Figures released today show an increase in the number of participants in NIHR-supported research in 2018/19. At Buckinghamshire Healthcare NHS Trust, which runs six hospitals including Wycombe Hospital, 5,386 participants were recruited to 83 NIHR-supported studies in 2018/19, compared to 4,024 participants to 79 studies the previous year.
A further 611 participants were involved in NIHR-supported studies in Buckinghamshire’s community settings such as GP practices, compared to 311 the previous year.
Oxford Health NHS Foundation Trust recruited 2,891 participants to 61 studies, compared to 2,242 participants to 60 studies the previous year and was ranked fourth among mental health trusts for the number of participants and studies. The trust provides physical, mental health and social care in Oxfordshire, Buckinghamshire, Wiltshire, Bath and North East Somerset.
Dr Tina Kenny, Medical Director for Buckinghamshire Healthcare NHS Trust, said: “We are continually working to increase the number of trials and opportunities for people in Buckinghamshire to be part of research. We would also like to thank the patients and families who have already offered their time and support for our trials.”
Bill Wells, Head of Research and Development at Oxford Health NHS Foundation Trust, said: “Oxford Health’s 2018/19 activity showed a positive change in participant recruitment with almost 30 percent more people being offered the opportunity to be involved in research than in 2017/18.”
Prof Belinda Lennox, Clinical Director for the NIHR Clinical Research Network Thames Valley and South Midlands, said: “We have had another fantastic year delivering research across our region.

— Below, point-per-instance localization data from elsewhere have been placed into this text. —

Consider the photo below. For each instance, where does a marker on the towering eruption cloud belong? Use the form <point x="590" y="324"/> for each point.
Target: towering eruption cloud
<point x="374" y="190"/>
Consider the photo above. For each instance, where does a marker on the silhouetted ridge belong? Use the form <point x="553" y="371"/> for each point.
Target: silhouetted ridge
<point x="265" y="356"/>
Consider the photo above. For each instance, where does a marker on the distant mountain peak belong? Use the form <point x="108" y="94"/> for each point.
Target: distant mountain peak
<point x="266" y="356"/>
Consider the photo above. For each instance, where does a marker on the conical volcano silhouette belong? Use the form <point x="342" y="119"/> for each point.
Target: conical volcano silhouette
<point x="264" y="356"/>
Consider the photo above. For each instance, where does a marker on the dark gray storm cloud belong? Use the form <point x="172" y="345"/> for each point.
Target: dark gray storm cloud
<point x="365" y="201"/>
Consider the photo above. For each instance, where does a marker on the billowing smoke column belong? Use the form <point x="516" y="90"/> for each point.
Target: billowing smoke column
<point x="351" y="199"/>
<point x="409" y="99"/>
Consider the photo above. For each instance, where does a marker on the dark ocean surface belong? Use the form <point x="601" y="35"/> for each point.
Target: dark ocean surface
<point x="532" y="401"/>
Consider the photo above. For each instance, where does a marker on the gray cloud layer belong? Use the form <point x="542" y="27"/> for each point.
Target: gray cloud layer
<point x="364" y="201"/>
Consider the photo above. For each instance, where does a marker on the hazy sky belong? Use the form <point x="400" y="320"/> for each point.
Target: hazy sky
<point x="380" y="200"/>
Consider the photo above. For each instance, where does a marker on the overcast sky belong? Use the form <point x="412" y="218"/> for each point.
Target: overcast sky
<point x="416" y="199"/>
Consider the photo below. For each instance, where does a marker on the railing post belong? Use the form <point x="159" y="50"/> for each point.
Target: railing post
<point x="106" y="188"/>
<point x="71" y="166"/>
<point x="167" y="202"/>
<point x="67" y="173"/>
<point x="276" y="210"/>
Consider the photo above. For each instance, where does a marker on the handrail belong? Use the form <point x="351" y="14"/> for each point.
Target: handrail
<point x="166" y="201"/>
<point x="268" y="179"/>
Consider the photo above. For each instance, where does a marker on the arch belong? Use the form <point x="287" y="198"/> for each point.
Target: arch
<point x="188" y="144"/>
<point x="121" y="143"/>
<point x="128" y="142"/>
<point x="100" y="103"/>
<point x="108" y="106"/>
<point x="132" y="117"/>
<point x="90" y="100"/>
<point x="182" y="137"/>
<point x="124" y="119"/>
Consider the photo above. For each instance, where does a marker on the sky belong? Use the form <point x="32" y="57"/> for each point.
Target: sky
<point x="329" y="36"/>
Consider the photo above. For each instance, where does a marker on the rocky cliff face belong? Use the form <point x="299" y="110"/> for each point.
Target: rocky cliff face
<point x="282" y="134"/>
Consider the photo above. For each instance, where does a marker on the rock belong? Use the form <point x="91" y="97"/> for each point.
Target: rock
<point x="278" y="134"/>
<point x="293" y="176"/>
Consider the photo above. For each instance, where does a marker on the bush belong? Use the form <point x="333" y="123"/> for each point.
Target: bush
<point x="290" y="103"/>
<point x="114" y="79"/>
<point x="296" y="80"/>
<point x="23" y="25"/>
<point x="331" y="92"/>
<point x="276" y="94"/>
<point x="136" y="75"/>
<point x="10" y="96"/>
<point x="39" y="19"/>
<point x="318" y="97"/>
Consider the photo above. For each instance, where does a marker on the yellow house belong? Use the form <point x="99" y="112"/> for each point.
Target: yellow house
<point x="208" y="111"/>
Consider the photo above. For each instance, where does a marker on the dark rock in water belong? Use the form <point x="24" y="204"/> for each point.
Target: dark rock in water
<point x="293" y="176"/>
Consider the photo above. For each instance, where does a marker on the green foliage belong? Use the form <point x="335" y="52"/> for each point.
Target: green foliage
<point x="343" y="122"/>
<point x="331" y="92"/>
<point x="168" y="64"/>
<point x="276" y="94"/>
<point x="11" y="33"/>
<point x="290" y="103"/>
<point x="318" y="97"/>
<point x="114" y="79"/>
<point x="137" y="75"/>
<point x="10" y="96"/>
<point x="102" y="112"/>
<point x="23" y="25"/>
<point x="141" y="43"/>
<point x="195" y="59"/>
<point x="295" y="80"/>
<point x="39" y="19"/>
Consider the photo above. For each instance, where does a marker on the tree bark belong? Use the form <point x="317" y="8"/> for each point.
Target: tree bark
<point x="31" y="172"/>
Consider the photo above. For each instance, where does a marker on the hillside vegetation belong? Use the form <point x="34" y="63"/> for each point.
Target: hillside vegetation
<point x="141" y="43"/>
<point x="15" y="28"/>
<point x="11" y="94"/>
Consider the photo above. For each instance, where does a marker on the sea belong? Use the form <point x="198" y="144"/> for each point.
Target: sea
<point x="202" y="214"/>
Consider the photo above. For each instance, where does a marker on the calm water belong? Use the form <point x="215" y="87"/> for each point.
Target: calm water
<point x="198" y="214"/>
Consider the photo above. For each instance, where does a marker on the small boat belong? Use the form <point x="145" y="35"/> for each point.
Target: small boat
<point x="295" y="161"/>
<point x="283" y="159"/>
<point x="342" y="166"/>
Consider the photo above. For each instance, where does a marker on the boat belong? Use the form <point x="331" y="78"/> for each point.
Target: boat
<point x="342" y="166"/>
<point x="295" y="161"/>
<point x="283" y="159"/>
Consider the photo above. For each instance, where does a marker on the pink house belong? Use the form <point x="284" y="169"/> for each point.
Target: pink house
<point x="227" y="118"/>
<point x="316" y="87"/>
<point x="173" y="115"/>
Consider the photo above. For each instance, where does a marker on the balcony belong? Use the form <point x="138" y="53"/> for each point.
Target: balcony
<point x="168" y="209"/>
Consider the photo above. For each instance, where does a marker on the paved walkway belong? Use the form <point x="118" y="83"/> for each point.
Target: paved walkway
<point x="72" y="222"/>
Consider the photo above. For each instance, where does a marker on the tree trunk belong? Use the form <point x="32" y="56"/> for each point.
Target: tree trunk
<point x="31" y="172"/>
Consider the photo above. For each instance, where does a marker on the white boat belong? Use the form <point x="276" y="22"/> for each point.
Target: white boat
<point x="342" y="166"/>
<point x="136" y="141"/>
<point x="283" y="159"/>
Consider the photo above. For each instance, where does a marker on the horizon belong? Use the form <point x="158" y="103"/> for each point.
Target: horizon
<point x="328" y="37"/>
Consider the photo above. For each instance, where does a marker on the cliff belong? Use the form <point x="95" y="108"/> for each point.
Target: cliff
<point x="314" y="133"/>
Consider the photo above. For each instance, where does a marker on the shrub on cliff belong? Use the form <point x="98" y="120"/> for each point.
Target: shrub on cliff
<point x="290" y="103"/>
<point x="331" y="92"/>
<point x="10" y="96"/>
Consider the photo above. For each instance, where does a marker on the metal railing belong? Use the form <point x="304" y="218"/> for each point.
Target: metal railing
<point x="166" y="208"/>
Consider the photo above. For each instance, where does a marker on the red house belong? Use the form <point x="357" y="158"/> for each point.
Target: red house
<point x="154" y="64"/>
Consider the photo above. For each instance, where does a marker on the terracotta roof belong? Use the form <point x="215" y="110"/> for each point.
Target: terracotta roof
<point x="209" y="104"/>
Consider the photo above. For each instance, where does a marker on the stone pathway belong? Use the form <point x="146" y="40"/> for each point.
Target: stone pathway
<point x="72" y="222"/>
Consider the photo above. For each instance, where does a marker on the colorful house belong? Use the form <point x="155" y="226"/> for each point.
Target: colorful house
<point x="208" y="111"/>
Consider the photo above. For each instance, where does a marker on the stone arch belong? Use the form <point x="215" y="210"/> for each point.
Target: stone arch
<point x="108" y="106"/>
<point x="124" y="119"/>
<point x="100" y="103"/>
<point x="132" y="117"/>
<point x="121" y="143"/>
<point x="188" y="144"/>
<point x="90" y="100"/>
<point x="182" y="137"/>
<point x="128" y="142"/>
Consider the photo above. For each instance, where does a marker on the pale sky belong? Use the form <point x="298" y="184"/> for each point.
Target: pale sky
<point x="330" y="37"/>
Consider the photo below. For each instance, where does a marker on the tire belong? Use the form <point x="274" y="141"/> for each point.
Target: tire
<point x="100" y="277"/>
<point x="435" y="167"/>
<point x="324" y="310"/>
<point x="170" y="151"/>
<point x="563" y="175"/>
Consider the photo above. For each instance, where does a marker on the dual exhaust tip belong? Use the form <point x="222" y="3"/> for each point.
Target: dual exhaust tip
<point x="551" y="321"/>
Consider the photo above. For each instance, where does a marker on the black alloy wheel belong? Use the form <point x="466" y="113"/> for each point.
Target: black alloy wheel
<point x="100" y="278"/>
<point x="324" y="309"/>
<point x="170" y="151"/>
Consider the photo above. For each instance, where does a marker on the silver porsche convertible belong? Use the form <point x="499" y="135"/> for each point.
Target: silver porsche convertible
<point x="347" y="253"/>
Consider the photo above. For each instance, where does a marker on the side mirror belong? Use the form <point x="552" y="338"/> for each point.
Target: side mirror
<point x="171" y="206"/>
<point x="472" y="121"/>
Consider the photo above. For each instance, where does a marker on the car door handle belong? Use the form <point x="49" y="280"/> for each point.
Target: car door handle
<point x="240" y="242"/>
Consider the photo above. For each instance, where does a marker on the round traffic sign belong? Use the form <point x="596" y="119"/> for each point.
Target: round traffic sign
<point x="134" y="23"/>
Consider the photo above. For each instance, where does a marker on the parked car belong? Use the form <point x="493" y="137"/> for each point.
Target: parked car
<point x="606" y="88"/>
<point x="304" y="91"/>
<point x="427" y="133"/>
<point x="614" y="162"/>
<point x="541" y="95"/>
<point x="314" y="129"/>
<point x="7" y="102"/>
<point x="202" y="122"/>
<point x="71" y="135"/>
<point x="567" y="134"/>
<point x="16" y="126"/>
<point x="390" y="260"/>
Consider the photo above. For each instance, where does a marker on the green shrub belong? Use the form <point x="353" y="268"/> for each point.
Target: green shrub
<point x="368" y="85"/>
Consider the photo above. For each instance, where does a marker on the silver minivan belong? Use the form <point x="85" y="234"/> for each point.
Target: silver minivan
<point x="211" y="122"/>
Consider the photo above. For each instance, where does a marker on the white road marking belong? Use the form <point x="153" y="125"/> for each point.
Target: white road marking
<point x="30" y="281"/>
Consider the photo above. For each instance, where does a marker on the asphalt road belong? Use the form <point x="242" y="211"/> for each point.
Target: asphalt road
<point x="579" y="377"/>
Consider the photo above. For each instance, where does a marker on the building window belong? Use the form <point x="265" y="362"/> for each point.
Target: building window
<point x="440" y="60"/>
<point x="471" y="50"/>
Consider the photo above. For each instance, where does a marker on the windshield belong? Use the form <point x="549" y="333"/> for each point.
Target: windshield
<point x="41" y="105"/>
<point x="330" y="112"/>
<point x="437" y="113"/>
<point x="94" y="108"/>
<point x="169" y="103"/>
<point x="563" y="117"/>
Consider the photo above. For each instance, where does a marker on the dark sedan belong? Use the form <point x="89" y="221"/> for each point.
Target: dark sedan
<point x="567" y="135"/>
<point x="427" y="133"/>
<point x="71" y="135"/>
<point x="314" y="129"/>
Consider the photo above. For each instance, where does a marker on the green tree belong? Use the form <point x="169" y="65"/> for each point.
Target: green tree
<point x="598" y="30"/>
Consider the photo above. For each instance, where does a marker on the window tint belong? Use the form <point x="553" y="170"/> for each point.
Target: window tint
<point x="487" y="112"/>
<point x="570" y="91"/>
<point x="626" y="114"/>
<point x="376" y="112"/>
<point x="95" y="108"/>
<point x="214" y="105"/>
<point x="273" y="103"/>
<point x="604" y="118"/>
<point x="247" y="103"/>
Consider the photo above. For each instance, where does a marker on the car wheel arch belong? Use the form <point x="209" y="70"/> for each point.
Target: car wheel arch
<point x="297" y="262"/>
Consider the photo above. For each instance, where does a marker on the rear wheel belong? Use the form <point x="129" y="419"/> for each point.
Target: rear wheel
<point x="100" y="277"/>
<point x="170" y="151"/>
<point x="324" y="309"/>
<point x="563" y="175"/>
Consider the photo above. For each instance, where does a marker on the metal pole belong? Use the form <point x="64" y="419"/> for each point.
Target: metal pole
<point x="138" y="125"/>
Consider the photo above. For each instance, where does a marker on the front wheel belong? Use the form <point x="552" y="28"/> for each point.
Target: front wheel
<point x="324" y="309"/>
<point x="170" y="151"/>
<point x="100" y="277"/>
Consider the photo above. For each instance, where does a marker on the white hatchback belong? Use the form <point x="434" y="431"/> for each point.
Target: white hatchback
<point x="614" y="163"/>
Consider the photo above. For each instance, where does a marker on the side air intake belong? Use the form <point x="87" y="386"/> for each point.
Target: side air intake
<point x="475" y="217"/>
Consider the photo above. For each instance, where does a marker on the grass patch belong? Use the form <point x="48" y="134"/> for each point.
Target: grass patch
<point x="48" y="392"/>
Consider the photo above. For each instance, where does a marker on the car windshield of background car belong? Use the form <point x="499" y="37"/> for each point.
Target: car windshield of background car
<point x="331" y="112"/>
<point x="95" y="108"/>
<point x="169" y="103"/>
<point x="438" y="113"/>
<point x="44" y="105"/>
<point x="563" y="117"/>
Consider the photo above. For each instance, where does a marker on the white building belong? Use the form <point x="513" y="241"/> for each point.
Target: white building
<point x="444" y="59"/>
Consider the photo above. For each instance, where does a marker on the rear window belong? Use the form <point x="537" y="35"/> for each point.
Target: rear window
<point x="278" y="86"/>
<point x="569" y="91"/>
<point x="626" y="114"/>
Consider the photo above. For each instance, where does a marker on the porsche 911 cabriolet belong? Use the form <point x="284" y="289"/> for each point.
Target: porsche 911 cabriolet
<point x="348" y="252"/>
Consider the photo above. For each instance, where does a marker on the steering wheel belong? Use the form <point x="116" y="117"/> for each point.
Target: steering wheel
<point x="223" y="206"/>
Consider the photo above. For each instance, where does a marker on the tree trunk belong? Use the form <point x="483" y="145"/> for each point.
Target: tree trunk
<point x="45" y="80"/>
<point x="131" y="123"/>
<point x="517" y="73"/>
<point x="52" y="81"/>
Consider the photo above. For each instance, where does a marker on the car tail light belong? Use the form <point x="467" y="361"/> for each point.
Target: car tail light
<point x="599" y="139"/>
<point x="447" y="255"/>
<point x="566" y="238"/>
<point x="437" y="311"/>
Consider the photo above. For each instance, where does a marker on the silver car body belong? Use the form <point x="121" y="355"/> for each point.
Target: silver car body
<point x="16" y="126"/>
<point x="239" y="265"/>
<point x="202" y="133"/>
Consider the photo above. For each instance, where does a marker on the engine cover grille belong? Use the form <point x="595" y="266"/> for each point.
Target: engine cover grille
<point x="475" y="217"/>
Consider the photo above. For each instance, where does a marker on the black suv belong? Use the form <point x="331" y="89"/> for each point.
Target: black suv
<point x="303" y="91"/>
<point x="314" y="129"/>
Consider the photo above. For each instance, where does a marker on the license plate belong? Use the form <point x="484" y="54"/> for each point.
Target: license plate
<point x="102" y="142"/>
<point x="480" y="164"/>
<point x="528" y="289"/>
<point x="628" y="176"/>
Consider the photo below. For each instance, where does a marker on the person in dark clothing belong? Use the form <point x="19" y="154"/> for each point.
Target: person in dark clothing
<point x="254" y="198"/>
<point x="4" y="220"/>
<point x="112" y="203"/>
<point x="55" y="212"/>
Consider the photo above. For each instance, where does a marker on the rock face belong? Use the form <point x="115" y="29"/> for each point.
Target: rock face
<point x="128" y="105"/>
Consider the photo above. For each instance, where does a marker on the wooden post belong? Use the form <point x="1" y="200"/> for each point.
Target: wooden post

The hard work of the research nurses, consultants and other healthcare professionals we support has led to the number of participants in clinical research increasing in Buckinghamshire to more than 6,000. That is people from right across the region, in hospitals, community settings and GP practices.
“With more people taking part in research, we can make advances in medical research more rapidly than ever before, developing new treatments for the most serious, life threatening illnesses, and improving the care that our NHS can provide as a result.”
Patients are encouraged to ask their doctor about research opportunities and search for studies seeking volunteers at www.bepartofresearch.uk.